Нет, конечно, он слышал о том, что в третий четверг ноября
следует пробовать «молодое божоле», то есть красное вино нового урожая, и это
вроде бы даже праздник там, где выращивают виноград и делают из него вино, то
есть во Франции. К нему, Платону Леграну, этот праздник никакого отношения
иметь не мог.
Он не выращивает виноград и не делает из него вино!..
– Ты что?! – сказала ему Лёка, когда он изложил ей все, что
думает по поводу «божоле», «феромонов» и лакированных ботинок. – Это же так
здорово!
– Я не люблю красное вино. Ты же знаешь, я пью виски, и
точка.
– Точка, точка, запятая, – пропела Лёка, подняла ему на лоб
очки и быстро поцеловала в губы. Она любила сделать что-нибудь неожиданное. – И
твоя кривая рожа тут совершенно неуместна! И красное вино ни при чем!
– Как ни при чем, когда «божоле» – это и есть вино?!
– Третий четверг ноября, – торжественно объявила Лёка, – это
предчувствие праздника, понимаешь? Это красные рождественские цветы, которые
ставят на стол, чтобы праздник уже поскорее приходил! Это свечи, белая
скатерть, горячее мясо и молодое вино в пузатом стакане! Это значит, что год на
исходе и что времени осталось всего ничего, только доделать дела, подвести
итоги, в последний раз собраться с мыслями перед Новым годом! Ты же не знаешь,
что там, впереди! – И она длинно присвистнула. – За далью даль!..

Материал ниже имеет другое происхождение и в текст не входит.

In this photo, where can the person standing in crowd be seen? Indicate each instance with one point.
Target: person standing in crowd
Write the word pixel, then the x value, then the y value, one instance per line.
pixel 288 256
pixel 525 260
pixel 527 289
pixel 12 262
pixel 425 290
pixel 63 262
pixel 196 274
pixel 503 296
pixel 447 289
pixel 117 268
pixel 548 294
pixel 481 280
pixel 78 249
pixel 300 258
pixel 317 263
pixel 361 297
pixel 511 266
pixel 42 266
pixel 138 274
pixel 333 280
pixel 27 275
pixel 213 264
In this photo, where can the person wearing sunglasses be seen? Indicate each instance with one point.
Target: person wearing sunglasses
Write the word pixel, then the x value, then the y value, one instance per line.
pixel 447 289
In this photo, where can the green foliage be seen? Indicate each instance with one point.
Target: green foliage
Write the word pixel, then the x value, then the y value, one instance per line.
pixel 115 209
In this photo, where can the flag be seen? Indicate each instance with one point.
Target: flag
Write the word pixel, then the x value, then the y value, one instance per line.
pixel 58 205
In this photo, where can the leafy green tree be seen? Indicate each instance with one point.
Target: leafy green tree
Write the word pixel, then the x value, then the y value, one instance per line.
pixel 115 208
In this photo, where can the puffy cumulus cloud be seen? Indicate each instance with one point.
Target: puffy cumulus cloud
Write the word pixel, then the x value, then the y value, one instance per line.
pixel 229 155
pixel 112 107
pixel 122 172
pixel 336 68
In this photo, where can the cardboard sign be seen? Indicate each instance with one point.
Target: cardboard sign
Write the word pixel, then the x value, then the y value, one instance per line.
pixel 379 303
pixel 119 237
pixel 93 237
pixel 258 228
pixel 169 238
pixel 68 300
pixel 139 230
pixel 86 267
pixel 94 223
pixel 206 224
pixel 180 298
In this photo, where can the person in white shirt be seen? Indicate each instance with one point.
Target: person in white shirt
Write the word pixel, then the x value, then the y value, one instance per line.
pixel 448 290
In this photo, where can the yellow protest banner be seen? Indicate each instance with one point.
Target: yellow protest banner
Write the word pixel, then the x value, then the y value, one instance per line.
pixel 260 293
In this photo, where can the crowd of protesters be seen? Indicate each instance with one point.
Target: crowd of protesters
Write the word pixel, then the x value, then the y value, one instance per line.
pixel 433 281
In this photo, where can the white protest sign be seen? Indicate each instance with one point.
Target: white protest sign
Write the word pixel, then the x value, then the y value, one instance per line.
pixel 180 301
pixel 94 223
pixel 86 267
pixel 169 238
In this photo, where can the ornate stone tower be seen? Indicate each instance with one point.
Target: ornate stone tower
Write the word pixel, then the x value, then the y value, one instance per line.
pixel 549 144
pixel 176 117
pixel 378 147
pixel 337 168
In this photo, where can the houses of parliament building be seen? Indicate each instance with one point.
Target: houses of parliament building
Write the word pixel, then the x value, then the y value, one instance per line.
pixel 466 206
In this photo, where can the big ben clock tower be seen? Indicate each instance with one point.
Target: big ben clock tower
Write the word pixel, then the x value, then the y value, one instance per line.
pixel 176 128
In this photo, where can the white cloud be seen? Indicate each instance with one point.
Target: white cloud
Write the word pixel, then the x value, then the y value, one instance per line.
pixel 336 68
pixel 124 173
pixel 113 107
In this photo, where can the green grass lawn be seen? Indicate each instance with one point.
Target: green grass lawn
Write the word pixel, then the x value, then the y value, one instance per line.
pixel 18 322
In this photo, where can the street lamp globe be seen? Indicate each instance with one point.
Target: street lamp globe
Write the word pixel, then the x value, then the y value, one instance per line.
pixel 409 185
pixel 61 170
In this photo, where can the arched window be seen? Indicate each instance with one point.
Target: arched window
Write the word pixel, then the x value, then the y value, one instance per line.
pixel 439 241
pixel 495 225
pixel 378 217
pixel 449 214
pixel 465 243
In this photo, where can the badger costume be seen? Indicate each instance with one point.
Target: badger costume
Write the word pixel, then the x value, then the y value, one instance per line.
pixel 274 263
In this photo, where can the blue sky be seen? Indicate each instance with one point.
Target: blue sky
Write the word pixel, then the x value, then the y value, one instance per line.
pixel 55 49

– Ты что, – спросил Платон, прищурившись, – романтическая
особа?..
– Сам ты романтическая особа, – сказала Лёка. – Мы
немедленно едем в ресторан, ты оставляешь там машину, и мы надираемся красным
вином. Согласен?
– Н-нет. У меня завтра с утра дела, и я не готов...

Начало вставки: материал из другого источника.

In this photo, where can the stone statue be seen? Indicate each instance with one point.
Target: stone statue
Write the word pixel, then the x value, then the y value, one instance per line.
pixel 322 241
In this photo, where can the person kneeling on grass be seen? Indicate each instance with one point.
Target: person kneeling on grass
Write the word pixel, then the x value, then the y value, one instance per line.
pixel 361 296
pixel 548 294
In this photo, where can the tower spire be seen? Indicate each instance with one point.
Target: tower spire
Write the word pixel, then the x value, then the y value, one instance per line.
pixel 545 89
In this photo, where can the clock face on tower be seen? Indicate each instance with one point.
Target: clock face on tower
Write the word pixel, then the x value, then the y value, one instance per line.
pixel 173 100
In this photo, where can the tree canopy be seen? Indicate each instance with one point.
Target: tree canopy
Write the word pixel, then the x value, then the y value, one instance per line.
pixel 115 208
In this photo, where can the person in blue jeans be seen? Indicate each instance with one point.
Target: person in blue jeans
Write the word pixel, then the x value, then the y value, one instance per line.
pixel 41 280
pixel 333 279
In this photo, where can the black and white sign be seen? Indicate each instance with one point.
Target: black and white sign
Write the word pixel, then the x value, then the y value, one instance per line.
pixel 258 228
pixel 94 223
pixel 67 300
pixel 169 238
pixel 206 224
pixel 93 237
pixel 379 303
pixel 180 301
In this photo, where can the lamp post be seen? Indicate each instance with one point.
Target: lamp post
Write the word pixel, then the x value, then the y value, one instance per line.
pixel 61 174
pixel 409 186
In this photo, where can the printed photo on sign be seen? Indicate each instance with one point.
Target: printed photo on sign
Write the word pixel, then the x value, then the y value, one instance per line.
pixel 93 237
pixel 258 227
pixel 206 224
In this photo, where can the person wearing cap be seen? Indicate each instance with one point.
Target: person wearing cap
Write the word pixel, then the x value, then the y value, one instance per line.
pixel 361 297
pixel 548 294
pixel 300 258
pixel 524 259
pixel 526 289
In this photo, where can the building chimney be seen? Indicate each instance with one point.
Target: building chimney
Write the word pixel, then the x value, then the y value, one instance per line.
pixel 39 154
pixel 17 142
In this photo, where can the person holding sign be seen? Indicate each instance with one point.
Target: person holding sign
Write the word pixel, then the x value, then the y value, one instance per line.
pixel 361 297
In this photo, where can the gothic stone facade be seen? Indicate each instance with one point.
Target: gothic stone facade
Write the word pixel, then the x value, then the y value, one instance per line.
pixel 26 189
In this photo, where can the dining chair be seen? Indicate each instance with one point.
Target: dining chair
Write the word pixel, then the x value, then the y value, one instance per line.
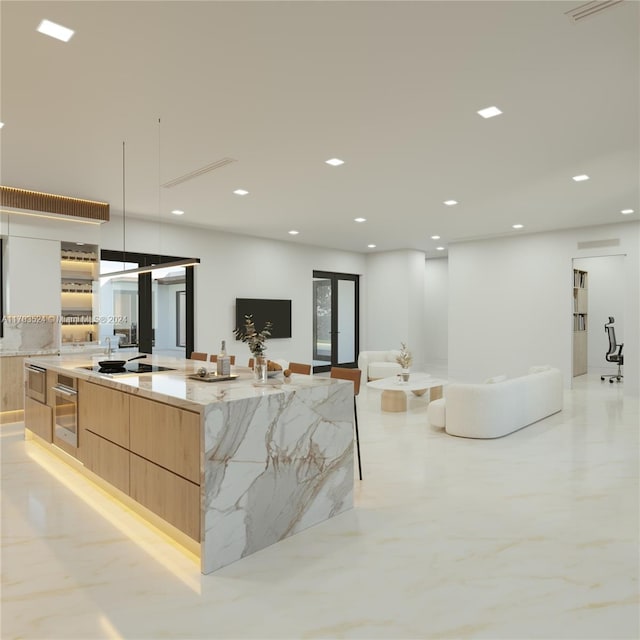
pixel 297 367
pixel 354 375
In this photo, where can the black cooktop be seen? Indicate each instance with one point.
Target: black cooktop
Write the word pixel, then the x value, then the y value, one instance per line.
pixel 133 367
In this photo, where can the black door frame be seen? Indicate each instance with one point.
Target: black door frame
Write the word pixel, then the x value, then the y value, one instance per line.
pixel 145 312
pixel 334 277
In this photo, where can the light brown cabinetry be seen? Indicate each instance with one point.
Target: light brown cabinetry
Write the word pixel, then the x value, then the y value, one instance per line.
pixel 38 418
pixel 103 411
pixel 147 449
pixel 166 435
pixel 107 460
pixel 173 498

– Ты скучная, занудная, старая кляча, – объявила Лёка. Она
знала, что он поедет и будет проделывать все, что ей хочется, так было всегда,
и ей казалось глупым в этом сомневаться. – Ты даже не знаешь, от чего
отказываешься!..
Он и вправду не знал.
По дороге она передумала и велела ему ехать в магазин, а не
в ресторан, и он был ей за это благодарен.
Кажется, он даже думал тогда о том, как именно он
благодарен, ядовитая колючка-память, впившаяся в сознание, проткнула насквозь
твердую и надежную защитную оболочку, и те бывшие, позабытые, утратившиеся
эмоции теперь вырывались наружу с тонким протяжным тоскливым свистом. Среди
этих эмоций совершенно точно была благодарность.
Он не потащила его в ресторан, потому что знала: он ни за
что не бросит в центре Москвы свою обожаемую машину, и не станет пить «молодое
божоле», и в ресторане у них не получится «предчувствия праздника»!..
Они поехали в магазин и купили там несколько темных бутылок,
украшенных странными, непривычно яркими затейливыми этикетками – как на
пластмассовых йогуртовых бутылочках. Должно быть, молодому божоле полагаются
именно такие нелепые этикетки, кто его знает. Еще они купили мяса, сыра и,
кажется, ореховый торт, так и оставшийся невостребованным.
Как-то моментально, в два счета, Лёка соорудила ужин, и
свечи были, и пузатые бокалы, и они тянули это самое божоле, как воду, и Платон
все пытался его нюхать, объявив ей, что точно знает – в вине должны быть букет,
аромат, послевкусие и еще «нотки», как же без них!.. Должны быть «нотки»
красной смородины, горького ириса, сладкой черешни и немного жгучего перца!